L’autre ne se retourne pas, visiblement absorbé par le contenu des étagères. J’ai confondu. Pas étonnant dans cette pièce sombre… Faudrait penser à dire à Hichem que les fenêtres existent. Et même l’électricité. Pressée, je quitte la boutique et rentre chez moi. Il est à peine une heure de l’après-midi mais je ne me sens pas de retourner au bureau. Je vais appeler Ern’, lui dire que je préfère travailler chez moi. Je suis sûre qu’il sera conciliant. Je traverse le centre-ville à pied. Les gens ont tous l’air déprimé. J’en entends quelques-uns qui parlent des derniers rêves à la mode comme on parle de films.


-J’adore la villa de la version cinq. Maintenant on peut espionner un couple de lesbienne dans les chiottes !

-Ouais, je les ai vus. Chaudasses, hein ?


Le cul reste ce qui se vend le mieux, comme toujours. Et maintenant que certaines entreprises ont créé les rêves personnalisés (qui coûtent une véritable fortune), je n’ose pas imaginer quels sombres fantasmes seront assouvis. Il paraît qu’il suffit d’envoyer la photo de quelqu’un et d’y mettre le prix pour pouvoir coucher avec lui en rêve, sans même son consentement. Glauque. Je grimpe dans un tramway et regarde par la fenêtre tout le long du trajet. De temps en temps, j’entrevois un panneau arborant cette publicité que j’ai conçue et ça me fait me sentir mal. En créant une pub pour un système que j’abhorre, j’y participe complètement. Je trahis mes valeurs. Et j’ai beau me répéter qu’il faut bien manger, impossible de me débarrasser de cette vague de culpabilité.

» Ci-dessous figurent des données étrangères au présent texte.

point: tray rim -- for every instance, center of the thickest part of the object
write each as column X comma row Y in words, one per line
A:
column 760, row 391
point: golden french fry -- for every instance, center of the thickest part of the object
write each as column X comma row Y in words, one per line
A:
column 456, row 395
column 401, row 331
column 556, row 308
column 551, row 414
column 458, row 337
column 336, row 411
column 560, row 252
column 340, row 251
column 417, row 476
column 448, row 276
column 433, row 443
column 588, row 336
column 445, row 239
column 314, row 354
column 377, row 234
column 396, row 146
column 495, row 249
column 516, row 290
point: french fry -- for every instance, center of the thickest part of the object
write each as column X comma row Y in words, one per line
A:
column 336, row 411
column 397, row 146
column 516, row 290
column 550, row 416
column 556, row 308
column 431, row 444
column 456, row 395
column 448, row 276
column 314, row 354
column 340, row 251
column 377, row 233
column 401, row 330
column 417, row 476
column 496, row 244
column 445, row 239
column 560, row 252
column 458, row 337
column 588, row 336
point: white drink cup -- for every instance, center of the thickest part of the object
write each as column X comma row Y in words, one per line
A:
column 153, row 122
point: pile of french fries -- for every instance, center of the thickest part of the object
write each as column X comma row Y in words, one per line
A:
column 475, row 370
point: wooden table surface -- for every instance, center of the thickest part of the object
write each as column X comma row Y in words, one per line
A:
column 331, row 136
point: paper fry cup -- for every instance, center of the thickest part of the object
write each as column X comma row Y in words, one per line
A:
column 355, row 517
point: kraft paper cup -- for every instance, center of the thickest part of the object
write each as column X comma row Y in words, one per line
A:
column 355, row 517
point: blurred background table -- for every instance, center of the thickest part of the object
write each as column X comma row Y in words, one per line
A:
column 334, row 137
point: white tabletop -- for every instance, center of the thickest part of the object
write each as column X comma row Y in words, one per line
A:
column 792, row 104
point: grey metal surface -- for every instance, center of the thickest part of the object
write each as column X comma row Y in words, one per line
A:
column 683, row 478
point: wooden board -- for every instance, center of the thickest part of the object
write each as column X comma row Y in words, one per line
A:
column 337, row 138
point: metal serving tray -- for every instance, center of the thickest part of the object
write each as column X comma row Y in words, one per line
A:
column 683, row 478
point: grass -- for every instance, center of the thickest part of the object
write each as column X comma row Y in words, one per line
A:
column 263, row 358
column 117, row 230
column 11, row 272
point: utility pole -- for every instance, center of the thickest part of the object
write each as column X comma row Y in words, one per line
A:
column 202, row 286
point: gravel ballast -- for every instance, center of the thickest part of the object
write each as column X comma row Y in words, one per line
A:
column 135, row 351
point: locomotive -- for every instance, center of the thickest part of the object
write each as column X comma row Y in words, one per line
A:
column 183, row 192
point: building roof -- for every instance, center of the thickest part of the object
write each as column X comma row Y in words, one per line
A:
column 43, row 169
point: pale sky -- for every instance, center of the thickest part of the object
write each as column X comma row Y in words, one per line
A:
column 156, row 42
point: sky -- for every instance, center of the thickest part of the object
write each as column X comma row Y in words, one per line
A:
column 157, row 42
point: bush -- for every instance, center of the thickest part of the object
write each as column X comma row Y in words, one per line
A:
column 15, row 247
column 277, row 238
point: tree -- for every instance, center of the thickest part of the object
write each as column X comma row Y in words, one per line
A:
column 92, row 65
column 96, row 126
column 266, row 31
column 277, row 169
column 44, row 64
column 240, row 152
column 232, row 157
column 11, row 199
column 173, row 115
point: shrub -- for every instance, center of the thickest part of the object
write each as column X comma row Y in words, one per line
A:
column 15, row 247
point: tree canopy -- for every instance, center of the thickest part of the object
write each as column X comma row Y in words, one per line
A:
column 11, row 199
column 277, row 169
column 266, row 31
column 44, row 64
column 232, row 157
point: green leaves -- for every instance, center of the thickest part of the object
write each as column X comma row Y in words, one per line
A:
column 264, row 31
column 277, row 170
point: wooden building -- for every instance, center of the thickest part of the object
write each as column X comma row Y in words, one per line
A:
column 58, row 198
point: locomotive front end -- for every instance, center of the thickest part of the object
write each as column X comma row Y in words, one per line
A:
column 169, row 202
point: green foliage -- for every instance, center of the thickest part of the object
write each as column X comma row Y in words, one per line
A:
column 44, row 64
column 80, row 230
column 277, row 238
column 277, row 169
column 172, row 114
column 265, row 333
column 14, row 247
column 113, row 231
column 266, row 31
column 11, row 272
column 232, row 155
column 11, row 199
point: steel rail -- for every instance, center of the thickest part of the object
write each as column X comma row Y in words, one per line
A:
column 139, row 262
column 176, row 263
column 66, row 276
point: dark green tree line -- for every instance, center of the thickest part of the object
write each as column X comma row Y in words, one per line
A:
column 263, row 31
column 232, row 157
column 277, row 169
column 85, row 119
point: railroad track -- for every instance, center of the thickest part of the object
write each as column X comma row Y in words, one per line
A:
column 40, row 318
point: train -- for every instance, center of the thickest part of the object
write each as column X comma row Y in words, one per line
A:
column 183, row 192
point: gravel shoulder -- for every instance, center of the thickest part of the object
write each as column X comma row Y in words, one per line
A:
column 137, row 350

J’arrive devant chez moi, blasée. Je rejoins ma chambre immédiatement et m’affale sur le lit. L’odeur des draps propres me détend un peu. Je fouille dans mon sac et en tire le rêve que je viens d’acheter. Un pique-nique, donc… J’aurais pu mieux tomber, quand même. Mais bon, maintenant que je l’ai autant l’essayer. Je me déshabille complètement puis m’installe confortablement entre mes oreillers. Au moins si je dors maintenant, je pourrais travailler tranquillement cette nuit. Je déballe les écouteurs. Ils sont tout roses, avec de minuscules fleurs blanches dessus. Plus girly, tu meurs. Puis j’engonce les petits morceaux de plastique dans mes oreilles et les laisse diffuser leurs ondes.